Looks great. We can still get rid of "access all webform submission limits", since it's not used. Please reroll as a unified (-u) patch and we'll get this in!

minorOffense’s picture

StatusFileSize
new3.56 KB

Right... sorry I missed that.

Here's the new patch with -u and hopefully no profile data :-S

I checked the "Unified" patch in Aptana and manually pulled out the profile stuff at the bottom of the patch file. That should do it.

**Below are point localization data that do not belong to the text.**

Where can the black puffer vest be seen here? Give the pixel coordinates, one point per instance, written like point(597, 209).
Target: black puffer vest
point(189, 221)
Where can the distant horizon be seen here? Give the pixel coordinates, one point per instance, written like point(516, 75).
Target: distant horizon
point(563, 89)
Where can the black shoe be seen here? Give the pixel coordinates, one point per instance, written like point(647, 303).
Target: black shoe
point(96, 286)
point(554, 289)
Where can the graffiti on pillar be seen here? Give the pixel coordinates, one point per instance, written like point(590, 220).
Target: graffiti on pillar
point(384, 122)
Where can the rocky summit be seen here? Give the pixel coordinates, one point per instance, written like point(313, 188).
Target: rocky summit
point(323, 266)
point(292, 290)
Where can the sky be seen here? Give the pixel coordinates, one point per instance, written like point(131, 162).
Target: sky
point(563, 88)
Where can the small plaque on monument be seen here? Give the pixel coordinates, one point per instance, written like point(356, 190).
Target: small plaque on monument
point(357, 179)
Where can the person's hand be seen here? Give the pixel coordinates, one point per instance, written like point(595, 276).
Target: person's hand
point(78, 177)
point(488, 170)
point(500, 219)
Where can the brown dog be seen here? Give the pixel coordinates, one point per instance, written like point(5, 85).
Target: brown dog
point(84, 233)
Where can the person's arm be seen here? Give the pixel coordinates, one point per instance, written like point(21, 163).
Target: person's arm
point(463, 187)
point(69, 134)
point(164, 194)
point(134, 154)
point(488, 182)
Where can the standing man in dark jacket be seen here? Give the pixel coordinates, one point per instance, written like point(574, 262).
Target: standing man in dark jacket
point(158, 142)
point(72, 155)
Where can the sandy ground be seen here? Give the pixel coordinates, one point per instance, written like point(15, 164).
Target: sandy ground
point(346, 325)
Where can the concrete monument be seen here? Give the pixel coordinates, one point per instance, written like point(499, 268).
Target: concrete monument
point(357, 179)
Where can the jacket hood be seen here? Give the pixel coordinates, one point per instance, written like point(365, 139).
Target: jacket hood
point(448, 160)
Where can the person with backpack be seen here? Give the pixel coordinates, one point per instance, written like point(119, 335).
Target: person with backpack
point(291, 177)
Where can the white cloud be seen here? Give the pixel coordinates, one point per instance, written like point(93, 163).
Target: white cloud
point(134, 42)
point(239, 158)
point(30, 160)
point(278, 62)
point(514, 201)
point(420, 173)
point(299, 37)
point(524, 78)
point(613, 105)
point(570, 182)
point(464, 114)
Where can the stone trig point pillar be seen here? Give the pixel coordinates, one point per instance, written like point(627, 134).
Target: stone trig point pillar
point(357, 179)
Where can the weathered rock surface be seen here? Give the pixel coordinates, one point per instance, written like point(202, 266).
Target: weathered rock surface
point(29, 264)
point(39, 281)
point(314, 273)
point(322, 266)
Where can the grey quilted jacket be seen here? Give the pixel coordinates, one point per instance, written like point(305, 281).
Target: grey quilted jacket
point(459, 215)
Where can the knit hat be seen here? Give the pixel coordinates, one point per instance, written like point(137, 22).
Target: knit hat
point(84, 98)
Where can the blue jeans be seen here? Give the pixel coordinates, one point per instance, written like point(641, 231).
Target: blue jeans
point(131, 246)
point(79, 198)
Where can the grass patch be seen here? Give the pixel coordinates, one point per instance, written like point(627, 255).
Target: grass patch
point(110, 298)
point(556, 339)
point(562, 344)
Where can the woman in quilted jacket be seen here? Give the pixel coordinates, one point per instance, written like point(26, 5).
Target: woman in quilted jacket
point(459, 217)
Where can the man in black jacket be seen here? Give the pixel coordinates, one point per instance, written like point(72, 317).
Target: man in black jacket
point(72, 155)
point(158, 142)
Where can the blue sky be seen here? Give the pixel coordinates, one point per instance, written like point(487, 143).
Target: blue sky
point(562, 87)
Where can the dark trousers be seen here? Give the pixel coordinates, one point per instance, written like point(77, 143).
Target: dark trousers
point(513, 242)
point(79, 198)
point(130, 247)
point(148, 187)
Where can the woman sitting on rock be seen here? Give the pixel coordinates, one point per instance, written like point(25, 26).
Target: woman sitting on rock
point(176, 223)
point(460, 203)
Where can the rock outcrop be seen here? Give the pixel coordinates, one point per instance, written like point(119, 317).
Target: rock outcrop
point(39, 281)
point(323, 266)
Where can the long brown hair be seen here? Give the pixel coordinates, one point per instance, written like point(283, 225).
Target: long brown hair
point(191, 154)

Thanks for your help/patience in all this. My first time submitting a patch to a module. Next time I'll make fewer mistakes.

quicksketch’s picture

Version:6.x-3.0-beta6» 6.x-3.8
Status:Needs review» Needs work

This still looks good but now needs a reroll. Sorry I didn't get back to this one in any kind of reasonable amount of time. I'll try to review/reroll next time I'm adding features.

minorOffense’s picture

Perfect! Thank you.

quicksketch’s picture

Title:Change _webform_submission_limit_check function signature» Change _webform_submission_user_limit_check function signature to public function
Version:6.x-3.8» 7.x-4.0-alpha3
Status:Needs work» Fixed
StatusFileSize
new4.92 KB

Well here we are 1.5 years later and I still haven't committed this. The changing of the existing code base on 3.x was too much stress for me to handle. I've ported this patch to 7.x-4.x and committed it as attached (essentially making the functions public). Sorry this never made it into 3.x (and therefor Drupal 6) :(

At least it will be waiting for you in the future now.

Status:Fixed» Closed (fixed)

Automatically closed -- issue fixed for 2 weeks with no activity.